Closure of driver’s license offices ignite demands to restore Voting Rights Act
12th October 2015 · 0 Comments
By Hazel Trice Edney
Contributing Writer
(TriceEdneyWire.com) – Civil rights leaders around the country are taken aback over a recent decision by the state of Alabama to close 31 driver’s license offices, many in majority-Black and poor areas. The move by Alabama appears to be an attempt to stymie the ability of African Americans to meet new requirements to have a photo ID in order to vote.
“This is exactly what voter discrimination looks like. The same tactics of yesteryear, of placing administrative barriers in the way of registering and casting ballots, are alive and well in 2015,” says Wade Henderson, president/CEO of the Leadership Conference on Civil and Human Rights. “While Republicans in Congress refuse to protect voters of color by restoring the Voting Rights Act (VRA), Alabama is once again depriving Black voters of their right to cast ballots.”
Two years ago, the U. S. Supreme Court, in the case, Shelby County v. Holder, mooted federal preclearance of voting rights changes, laws that would have required the Alabama closures to be approved by the U. S. Department of Justice. Since the court’s ruling, states around the country “have erected new barriers to voting that have fallen hardest on voters of color,” says Henderson.
Congress currently has bipartisan Voting Rights Act restoration bills pending in the House and Senate, but Republican leadership have not prioritized the measures.
“They share the blame for turning back the clock on 50 years of progress toward ensuring the right to vote for all,” says Henderson. The announcement by Alabama has caught the attention of organizations around the country that monitor race discrimination. The Montgomery-based Southern Poverty Law Center, a foremost expert on racial barriers, hatred and discrimination, issued a statement implying that the closures are a clear scheme to block voting rights.

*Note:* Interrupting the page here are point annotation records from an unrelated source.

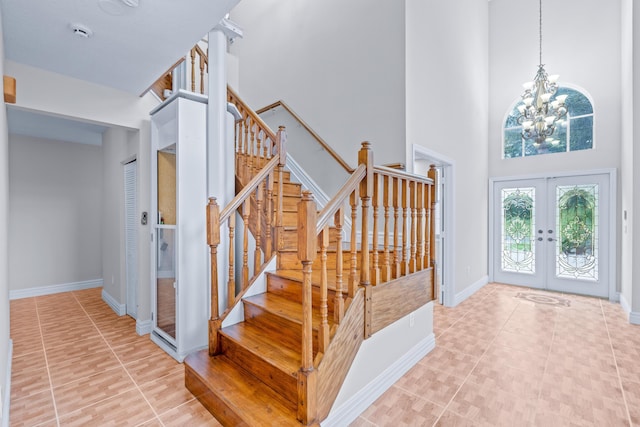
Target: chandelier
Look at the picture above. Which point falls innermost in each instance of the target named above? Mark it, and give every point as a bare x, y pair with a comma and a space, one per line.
539, 113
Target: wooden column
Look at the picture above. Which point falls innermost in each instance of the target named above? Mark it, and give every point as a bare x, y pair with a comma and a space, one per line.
433, 174
365, 156
281, 149
213, 239
307, 239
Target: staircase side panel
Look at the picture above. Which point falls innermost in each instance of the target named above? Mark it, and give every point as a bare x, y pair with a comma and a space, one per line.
394, 300
343, 348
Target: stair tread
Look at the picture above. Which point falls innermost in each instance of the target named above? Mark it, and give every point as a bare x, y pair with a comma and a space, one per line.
257, 403
265, 345
284, 307
316, 276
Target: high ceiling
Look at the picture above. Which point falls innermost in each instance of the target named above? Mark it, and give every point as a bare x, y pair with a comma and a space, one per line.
129, 47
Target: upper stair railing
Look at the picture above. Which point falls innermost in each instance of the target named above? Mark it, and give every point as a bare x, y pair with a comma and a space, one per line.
406, 247
257, 204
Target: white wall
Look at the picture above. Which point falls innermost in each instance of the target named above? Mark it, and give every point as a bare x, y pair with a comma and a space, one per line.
55, 212
4, 242
48, 92
447, 112
339, 65
584, 51
627, 153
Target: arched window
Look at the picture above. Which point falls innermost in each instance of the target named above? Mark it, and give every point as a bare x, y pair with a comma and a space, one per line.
575, 132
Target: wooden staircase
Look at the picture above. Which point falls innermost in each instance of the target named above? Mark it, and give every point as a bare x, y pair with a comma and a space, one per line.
285, 362
253, 380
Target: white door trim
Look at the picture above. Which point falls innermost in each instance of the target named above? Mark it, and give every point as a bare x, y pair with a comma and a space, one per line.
419, 152
613, 230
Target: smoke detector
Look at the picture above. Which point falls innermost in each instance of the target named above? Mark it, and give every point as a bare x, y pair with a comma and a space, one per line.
81, 30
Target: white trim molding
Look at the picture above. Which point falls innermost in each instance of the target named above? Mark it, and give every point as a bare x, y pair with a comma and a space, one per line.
144, 327
634, 316
361, 400
6, 401
120, 309
470, 290
54, 289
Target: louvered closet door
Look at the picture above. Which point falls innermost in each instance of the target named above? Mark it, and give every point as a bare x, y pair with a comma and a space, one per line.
131, 236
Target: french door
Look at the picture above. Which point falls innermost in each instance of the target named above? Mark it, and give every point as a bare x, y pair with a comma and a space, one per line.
553, 233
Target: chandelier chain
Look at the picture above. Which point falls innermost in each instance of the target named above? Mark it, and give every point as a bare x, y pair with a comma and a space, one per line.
540, 31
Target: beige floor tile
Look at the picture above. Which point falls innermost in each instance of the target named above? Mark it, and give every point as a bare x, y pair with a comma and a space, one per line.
153, 367
397, 407
167, 393
57, 334
137, 349
189, 414
528, 343
126, 409
451, 419
491, 406
463, 343
28, 362
496, 376
632, 396
428, 383
83, 366
451, 362
28, 383
89, 390
32, 410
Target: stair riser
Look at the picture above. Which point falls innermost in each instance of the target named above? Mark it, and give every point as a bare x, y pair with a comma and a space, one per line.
214, 403
289, 332
292, 290
285, 383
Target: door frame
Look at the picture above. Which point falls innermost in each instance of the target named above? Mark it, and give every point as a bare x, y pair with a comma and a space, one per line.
613, 208
447, 291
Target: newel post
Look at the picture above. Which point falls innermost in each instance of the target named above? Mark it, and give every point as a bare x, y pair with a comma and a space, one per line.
365, 157
281, 149
307, 240
213, 240
433, 174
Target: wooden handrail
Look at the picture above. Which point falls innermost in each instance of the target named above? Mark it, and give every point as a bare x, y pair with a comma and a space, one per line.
235, 99
317, 137
395, 173
250, 187
336, 202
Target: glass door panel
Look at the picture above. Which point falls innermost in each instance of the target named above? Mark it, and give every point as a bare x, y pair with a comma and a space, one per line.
579, 257
517, 232
551, 233
166, 280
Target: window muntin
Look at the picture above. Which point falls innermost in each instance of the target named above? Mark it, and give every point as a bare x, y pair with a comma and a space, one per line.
574, 132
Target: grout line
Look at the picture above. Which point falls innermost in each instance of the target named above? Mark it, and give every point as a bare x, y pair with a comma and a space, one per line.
121, 364
46, 362
615, 361
477, 362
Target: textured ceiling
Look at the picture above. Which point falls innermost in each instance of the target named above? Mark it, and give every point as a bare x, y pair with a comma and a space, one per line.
129, 48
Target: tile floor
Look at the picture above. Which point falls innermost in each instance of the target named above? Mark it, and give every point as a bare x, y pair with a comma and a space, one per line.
75, 363
507, 356
511, 356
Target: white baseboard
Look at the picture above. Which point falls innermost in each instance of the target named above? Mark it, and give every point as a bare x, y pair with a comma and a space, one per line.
359, 402
634, 316
144, 327
6, 401
54, 289
470, 290
120, 309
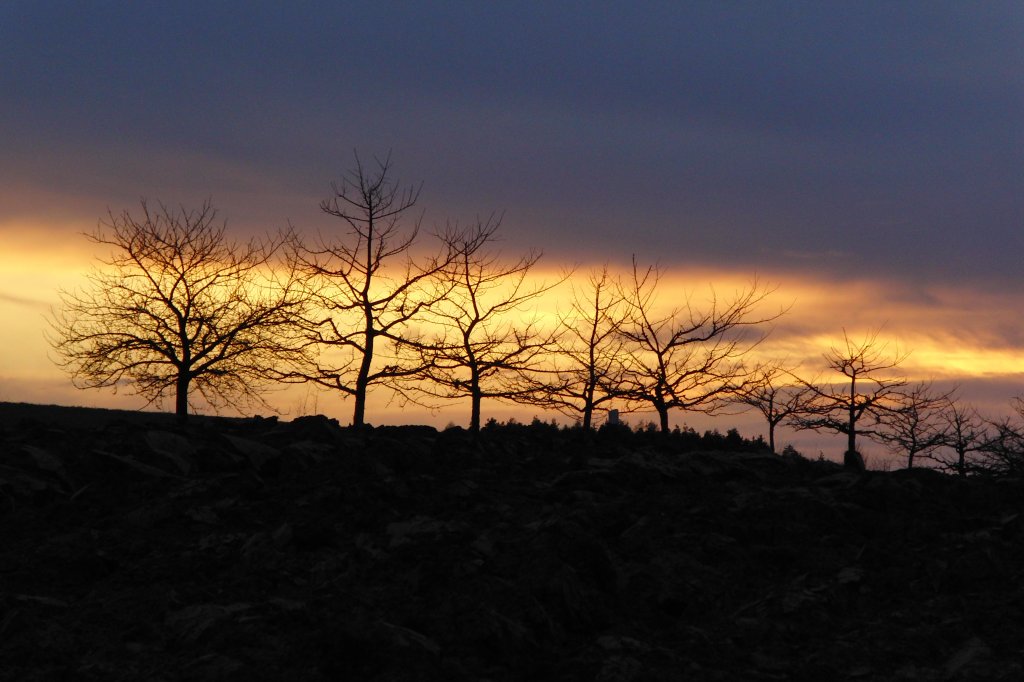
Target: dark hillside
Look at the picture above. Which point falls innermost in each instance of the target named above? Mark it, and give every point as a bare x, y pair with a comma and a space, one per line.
241, 550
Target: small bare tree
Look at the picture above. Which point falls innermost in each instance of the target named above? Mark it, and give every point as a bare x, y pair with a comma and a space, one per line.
774, 393
1003, 451
370, 288
913, 424
176, 308
591, 354
967, 434
481, 349
688, 357
868, 390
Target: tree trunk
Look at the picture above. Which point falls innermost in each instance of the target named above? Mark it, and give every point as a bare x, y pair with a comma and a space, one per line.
476, 396
181, 396
663, 415
363, 380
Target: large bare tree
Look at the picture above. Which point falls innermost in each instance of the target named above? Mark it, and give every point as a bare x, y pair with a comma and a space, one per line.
855, 405
591, 355
688, 357
371, 284
177, 308
487, 344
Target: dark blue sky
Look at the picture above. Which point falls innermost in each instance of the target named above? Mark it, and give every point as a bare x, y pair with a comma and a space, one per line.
835, 138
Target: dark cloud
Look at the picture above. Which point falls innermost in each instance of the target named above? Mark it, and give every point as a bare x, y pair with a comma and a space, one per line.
885, 136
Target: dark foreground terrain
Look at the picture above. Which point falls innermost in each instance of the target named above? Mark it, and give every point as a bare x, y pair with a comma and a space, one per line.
131, 549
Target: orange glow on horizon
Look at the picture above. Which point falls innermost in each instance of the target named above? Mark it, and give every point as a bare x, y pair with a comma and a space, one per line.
950, 333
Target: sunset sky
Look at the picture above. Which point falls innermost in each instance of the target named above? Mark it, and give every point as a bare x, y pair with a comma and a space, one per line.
866, 158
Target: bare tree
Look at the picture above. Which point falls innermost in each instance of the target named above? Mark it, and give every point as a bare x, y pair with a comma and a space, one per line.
176, 308
777, 398
967, 433
1003, 451
370, 287
868, 390
688, 358
591, 352
484, 348
913, 424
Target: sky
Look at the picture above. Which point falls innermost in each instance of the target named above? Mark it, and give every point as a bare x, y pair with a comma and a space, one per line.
866, 158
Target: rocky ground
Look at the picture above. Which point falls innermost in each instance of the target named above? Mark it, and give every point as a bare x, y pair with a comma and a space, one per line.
257, 550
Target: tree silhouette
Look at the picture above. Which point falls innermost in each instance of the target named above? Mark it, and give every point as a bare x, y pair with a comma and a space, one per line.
481, 349
776, 398
967, 434
869, 389
369, 285
175, 308
687, 358
591, 355
913, 425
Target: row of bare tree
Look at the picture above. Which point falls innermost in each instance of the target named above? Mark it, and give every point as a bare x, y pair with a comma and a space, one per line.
179, 309
916, 421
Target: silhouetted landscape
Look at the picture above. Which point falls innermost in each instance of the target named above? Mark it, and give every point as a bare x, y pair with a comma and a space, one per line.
229, 549
580, 236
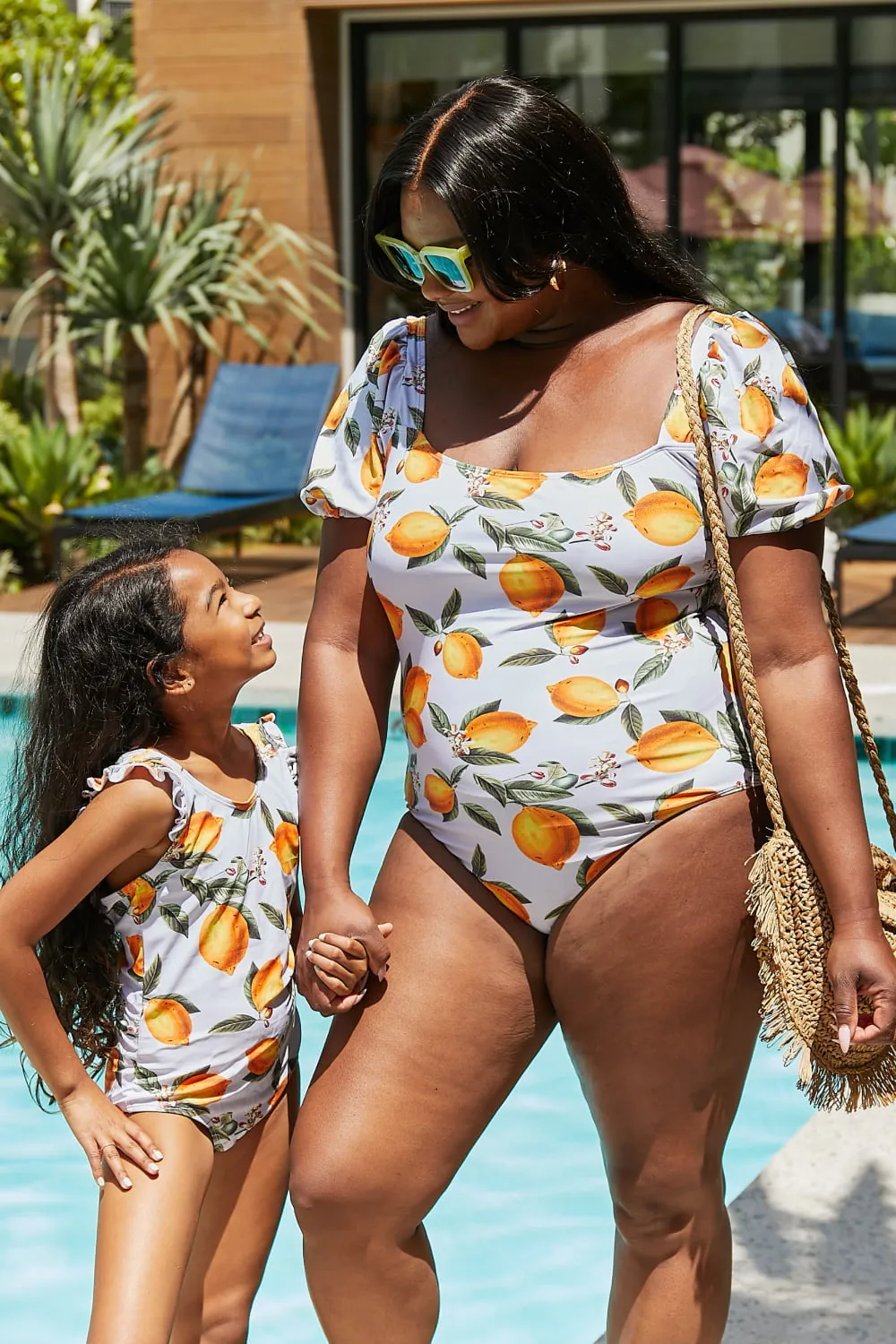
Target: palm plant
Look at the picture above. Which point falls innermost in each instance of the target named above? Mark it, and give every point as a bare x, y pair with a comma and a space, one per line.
59, 151
45, 470
188, 258
866, 446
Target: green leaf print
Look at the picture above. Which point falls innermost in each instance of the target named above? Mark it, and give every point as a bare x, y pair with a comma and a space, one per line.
493, 531
530, 659
441, 720
651, 669
450, 610
583, 824
530, 795
352, 435
271, 914
481, 755
152, 976
269, 820
242, 1021
657, 570
489, 499
495, 788
633, 720
425, 624
619, 812
627, 488
175, 918
686, 717
481, 816
478, 711
610, 581
470, 559
661, 483
417, 562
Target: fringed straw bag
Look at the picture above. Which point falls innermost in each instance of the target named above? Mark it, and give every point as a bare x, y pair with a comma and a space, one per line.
794, 924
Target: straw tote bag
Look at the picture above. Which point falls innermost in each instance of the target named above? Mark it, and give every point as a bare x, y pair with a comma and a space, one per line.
794, 924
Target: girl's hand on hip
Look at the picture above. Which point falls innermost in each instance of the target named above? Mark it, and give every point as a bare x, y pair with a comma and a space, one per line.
107, 1134
861, 962
333, 964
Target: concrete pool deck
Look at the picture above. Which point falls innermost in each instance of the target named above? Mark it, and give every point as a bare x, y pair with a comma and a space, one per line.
815, 1231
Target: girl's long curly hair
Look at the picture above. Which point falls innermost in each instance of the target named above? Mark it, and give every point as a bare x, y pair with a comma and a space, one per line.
105, 633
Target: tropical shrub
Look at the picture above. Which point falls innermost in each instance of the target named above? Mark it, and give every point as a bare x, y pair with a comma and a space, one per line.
866, 445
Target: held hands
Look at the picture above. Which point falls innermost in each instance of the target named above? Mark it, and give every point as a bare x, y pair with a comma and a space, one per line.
861, 962
107, 1134
333, 969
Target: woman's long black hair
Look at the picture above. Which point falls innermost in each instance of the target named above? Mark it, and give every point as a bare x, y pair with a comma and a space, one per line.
528, 183
105, 632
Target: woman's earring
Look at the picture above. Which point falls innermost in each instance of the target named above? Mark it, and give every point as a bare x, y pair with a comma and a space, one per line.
557, 279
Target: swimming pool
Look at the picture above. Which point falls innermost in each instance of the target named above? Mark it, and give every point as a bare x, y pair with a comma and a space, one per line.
522, 1239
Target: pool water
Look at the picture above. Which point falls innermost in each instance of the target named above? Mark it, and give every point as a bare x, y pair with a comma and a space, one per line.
522, 1238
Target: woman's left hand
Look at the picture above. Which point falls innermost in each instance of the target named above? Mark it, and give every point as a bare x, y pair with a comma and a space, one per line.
861, 962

“While 40 percent of the white voting public cast their ballots for a Black president nationwide, only 15 percent of white voters did so in Alabama. And as Justice Ginsburg pointed out in her dissent, there are still Alabama legislators who talk openly about suppressing the Black vote and refer to Black voters as ‘aborigines,’” the organization said in a statement. “The closure of these important driver’s license offices is exactly what the state thought of next. Alabama can only be this cavalier because we no longer have the strong protections of the VRA—and that’s why we urgently need to restore it.”